Re: Efficient unicode string implementation was: Re: Why No Supplemental Characters In Character Literals?

From:

=?ISO-8859-1?Q?Arne_Vajh=F8j?= <arne@vajhoej.dk>

Newsgroups:

comp.lang.java.programmer

Date:

Fri, 04 Feb 2011 18:41:30 -0500

Message-ID:

<4d4c8ea6$0$23758$14726298@news.sunsite.dk>

On 04-02-2011 18:22, Roedy Green wrote:

On Fri, 4 Feb 2011 21:30:57 +0000, Tom Anderson<twic@urchin.earth.li>
wrote, quoted or indirectly quoted someone who said :

I am, however, at a loss to suggest a practical alternative!

What might happen is strings are nominally 32-bit.

You could probably come up with a very rapid compression scheme,
similar to UTF-8 but with a bit more compression, that could be
applied to strings at garbage collection time if they have not been
referenced since the last GC sweep.

String are immutable. This admits some other flavours of
"compression".

If the high three bytes of the string are 0, store the string
UNCOMPRESSED, as a string of bytes. All the indexOf indexing
arithmetic works identically. This behaviour is hidden inside the
JVM. The String class knows nothing about it. It is an implementation
detail of 32-bit strings.

If the high two bytes of the string are 0, store the string
uncompressed as a string of unsigned shorts.

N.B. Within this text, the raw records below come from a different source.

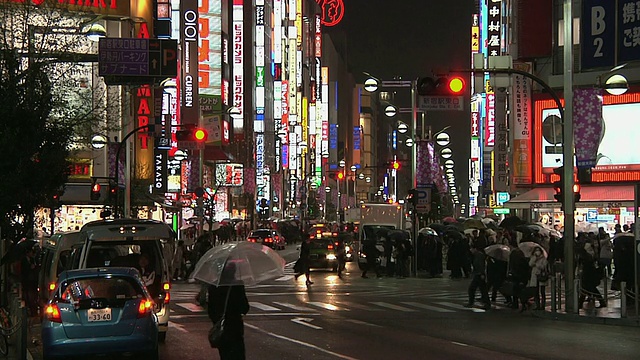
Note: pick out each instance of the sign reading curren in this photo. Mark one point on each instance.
(189, 33)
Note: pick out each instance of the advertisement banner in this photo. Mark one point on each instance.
(588, 125)
(522, 169)
(190, 111)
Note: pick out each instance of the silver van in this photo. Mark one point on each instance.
(123, 243)
(56, 254)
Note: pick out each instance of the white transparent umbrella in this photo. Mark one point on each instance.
(238, 263)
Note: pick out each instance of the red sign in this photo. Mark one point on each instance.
(332, 11)
(490, 130)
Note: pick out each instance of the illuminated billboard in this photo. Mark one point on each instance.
(615, 160)
(228, 174)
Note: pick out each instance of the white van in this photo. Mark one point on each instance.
(56, 253)
(122, 242)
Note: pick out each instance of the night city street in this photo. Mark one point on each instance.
(386, 318)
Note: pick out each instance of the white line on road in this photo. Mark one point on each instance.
(361, 322)
(325, 306)
(281, 337)
(306, 322)
(178, 326)
(427, 307)
(393, 307)
(262, 306)
(191, 307)
(458, 306)
(293, 306)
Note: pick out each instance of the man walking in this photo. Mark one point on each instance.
(479, 279)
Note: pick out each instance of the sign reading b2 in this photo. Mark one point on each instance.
(598, 33)
(610, 33)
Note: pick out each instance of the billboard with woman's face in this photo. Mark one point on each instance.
(617, 157)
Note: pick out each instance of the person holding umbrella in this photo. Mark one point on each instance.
(479, 279)
(231, 302)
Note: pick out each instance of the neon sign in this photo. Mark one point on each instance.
(332, 11)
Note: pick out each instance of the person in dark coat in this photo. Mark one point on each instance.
(479, 279)
(371, 252)
(237, 305)
(302, 265)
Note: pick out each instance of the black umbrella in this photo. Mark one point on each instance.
(18, 251)
(440, 228)
(511, 222)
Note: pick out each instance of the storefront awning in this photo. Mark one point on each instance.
(593, 196)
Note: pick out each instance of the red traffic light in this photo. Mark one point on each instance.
(200, 135)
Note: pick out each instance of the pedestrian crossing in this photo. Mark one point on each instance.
(338, 306)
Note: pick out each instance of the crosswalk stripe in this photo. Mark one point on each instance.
(357, 306)
(191, 307)
(325, 306)
(458, 306)
(262, 306)
(293, 306)
(392, 306)
(426, 307)
(285, 278)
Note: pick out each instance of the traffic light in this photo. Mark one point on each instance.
(190, 132)
(453, 85)
(95, 190)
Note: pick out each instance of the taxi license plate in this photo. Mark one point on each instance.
(96, 315)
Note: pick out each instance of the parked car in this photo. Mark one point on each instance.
(121, 243)
(322, 253)
(267, 237)
(56, 255)
(100, 311)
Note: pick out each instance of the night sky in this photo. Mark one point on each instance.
(411, 39)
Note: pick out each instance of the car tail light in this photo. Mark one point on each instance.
(166, 287)
(144, 308)
(53, 313)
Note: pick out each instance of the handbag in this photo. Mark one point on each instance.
(215, 334)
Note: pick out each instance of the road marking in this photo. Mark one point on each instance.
(357, 306)
(458, 306)
(306, 322)
(461, 344)
(178, 326)
(293, 306)
(427, 307)
(325, 306)
(262, 306)
(281, 337)
(191, 307)
(361, 322)
(285, 278)
(393, 307)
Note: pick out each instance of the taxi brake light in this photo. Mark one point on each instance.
(53, 313)
(144, 308)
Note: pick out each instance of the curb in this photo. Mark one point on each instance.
(587, 319)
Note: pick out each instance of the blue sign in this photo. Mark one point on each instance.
(598, 31)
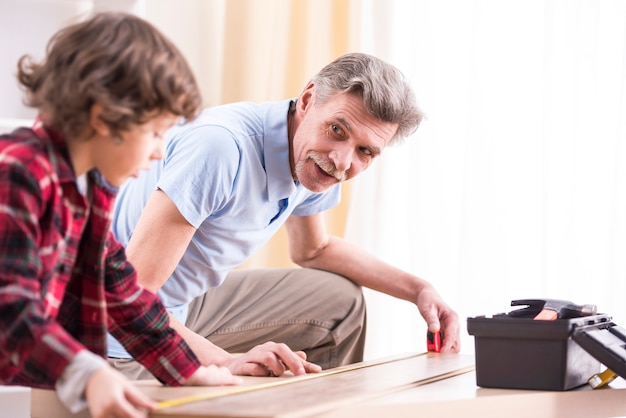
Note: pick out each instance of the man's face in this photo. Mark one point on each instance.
(336, 140)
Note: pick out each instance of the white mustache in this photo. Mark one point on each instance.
(327, 166)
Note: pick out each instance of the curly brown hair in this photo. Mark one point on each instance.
(117, 60)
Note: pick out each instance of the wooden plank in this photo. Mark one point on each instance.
(307, 397)
(603, 403)
(288, 396)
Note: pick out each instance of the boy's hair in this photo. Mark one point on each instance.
(386, 93)
(117, 60)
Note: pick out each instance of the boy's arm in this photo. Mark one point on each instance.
(138, 320)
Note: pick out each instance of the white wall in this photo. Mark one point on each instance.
(25, 28)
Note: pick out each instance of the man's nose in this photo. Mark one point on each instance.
(342, 158)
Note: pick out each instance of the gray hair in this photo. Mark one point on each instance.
(386, 93)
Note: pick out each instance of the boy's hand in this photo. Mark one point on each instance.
(111, 394)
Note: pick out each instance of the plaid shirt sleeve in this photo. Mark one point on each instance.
(140, 323)
(34, 348)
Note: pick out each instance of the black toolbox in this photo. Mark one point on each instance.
(515, 351)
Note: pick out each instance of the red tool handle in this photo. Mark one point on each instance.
(433, 341)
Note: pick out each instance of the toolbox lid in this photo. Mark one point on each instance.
(606, 342)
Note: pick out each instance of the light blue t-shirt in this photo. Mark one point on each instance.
(228, 173)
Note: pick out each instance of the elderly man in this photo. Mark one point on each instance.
(228, 181)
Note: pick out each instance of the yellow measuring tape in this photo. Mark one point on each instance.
(602, 379)
(279, 382)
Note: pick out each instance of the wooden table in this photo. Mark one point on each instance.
(429, 385)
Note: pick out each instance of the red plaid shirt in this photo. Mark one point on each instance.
(64, 279)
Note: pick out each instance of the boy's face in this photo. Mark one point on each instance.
(119, 160)
(336, 140)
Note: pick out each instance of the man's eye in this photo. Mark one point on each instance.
(366, 151)
(337, 129)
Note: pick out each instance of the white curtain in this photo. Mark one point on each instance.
(515, 185)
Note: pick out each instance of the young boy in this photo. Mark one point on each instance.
(106, 92)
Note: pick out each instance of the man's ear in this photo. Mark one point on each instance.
(307, 98)
(95, 121)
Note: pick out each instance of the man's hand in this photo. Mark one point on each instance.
(439, 316)
(271, 359)
(110, 394)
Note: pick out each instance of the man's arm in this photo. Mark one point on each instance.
(311, 246)
(157, 244)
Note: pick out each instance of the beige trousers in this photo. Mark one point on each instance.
(320, 313)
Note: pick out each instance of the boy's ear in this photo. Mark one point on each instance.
(96, 122)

if there are any one bits in the high 2 byte, store as a string of
unsigned ints.

Strings are what you gobble up your RAM with. If we start supporting
32 bit chars, we have to do something to compensate for the doubling
of RAM use.

Short lived strings would still be 32-bit. They would only be
converted to the other forms if they have been sitting around for a
while. Interned strings would be immediately converted to canonical
form.

indexOf works fine with compression, but substring and charAt becomes
rather expensive.

Arne